Chávez Builds His Sphere Of Influence
Friday, February 23, 2007
CARACAS, Venezuela President Hugo Chávez of Venezuela has long pledged to buck Washington-backed economic policies in Latin America. Now, two months after winning reelection and consolidating his hold on the country with new powers to rule by decree, he is strengthening economic ties in the region in a bid to limit U.S. influence.
Chávez recently announced that his government would build housing, a highway and an oil refinery in Nicaragua, part of an aid package that would benefit one of Washington's most tenacious Cold War adversaries, President Daniel Ortega.
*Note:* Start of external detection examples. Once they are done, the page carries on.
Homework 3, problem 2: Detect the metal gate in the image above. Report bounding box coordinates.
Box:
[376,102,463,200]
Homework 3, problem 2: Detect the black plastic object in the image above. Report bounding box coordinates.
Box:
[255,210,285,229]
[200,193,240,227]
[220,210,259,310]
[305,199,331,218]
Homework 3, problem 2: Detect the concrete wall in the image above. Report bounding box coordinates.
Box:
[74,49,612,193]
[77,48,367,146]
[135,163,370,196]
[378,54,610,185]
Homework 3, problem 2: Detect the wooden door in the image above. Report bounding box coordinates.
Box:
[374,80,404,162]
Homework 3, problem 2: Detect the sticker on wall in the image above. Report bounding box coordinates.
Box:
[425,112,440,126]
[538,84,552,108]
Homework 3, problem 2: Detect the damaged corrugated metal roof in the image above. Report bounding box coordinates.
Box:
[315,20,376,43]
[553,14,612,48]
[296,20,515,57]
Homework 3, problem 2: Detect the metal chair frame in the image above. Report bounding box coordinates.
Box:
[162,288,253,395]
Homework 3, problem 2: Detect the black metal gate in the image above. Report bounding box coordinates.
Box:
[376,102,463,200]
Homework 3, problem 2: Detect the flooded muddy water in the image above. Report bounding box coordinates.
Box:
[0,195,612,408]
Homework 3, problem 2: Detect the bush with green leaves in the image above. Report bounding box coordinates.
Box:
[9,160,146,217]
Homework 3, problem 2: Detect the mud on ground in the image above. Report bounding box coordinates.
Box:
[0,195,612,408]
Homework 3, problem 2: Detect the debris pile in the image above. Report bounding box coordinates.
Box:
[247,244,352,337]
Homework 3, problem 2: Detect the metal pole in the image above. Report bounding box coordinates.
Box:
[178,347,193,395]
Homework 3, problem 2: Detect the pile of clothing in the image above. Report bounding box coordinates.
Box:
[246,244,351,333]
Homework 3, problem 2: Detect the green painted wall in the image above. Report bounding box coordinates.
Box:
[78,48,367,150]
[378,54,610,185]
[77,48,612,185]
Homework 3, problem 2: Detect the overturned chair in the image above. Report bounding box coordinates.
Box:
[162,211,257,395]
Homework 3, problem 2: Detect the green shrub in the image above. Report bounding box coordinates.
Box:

Farther south, Venezuela has pledged to provide Ecuador with $1 billion in credit, a gesture that would soften the blow if that country's leftist government follows through on its threat to default on foreign debt payments. And, along with President Mahmoud Ahmadinejad of Iran, a foe of the Bush administration, Chávez has announced a $2 billion international investment fund for Latin America.
Taken together, economists and others who track the country's affairs say, the investments signify an effort by Venezuela to curb the reach of the U.S. government, whose influence has waned in Latin America. For Chávez, the goal is nothing less than to kill the so-called Washington consensus, the economic prescriptions championed by the International Monetary Fund and the U.S. Treasury, which press governments to limit spending, raise interest rates and open their economies to foreign trade and investment.
Backing such economic principles as privatization and trade liberalization, the consensus rooted out bloated bureaucracies and helped tame hyper-inflation. Yet even those countries that have run their economies along Washington consensus lines have generally seen disappointing rates of economic growth and deepening poverty. The electoral success of such leftist leaders as Chávez, Ortega, Bolivia's Evo Morales and Ecuador's Rafael Correa is in part the result of the failure of previous policies to generate growth and raise incomes, economists say.
"All of this IMF stuff has actually benefited a very small sector of our economies," said Hernando de Soto, a Peruvian economist who champions free markets and has criticized elements of Chávez's political program. "That's where Chávez and company come in, because they pick up on the resentment."
Chávez's campaign to persuade countries to break with fiscal orthodoxy, a strategy funded by revenue from the largest oil reserves in the Americas, has had mixed success. Some of the region's most important economies -- Mexico, Brazil, Chile, Colombia and Peru -- maintain solid relations with multilateral lenders and continue to follow market-oriented principles, such as welcoming foreign investment, limiting government spending and attacking inflation.
For its part, the United States still has enormous influence in and close ties with most Latin American countries. Free-trade agreements now cover nearly two-thirds of economic output in the Americas, according to Thomas A. Shannon Jr., assistant secretary of state for Western Hemisphere affairs. And although voters in the region have increasingly elected leftist governments in the past several years, most of them are like those headed by Luiz Inacio Lula da Silva in Brazil and Michelle Bachelet in Chile -- concerned about social inequality but fiscally austere and on friendly terms with Wall Street.
Although Chávez frequently travels to foreign capitals to lambaste Washington, it's not so clear that Latin Americans favor the Venezuelan president's prescriptions, even if their governments are happy to accept his aid. According to a recent survey of 20,200 people in 18 countries by Latinobarómetro, a Chilean polling firm, most Latin Americans lumped Chávez with Fidel Castro and President Bush as bad leaders, citing Brazil's Lula and Chile's Bachelet as the best. And most of those polled classified themselves as political moderates .
Still, U.S. efforts to reach a free-trade agreement with South America's two biggest economic powers, Brazil and Argentina, are stalled, and Washington's efforts to influence economic policies through the IMF and its sister organization, the World Bank, have diminished.
Chávez vs. the IMF
In a policy marked by 1960s-style rhetoric, Chávez is promising to "liberate" Latin America from the "imperialist North American plot" to enslave the region, as he put it recently during the inauguration of Correa in Ecuador. Given new powers to pass economic decrees for 18 months, the Venezuelan president has a free hand to control his country's purse strings.
"In Latin America and the Caribbean, there's more consciousness that these financial organizations are a curse that have taken our countries to hunger, misery and exploitation," said Saúl Ortega, a member of the Venezuelan National Assembly's foreign relations committee.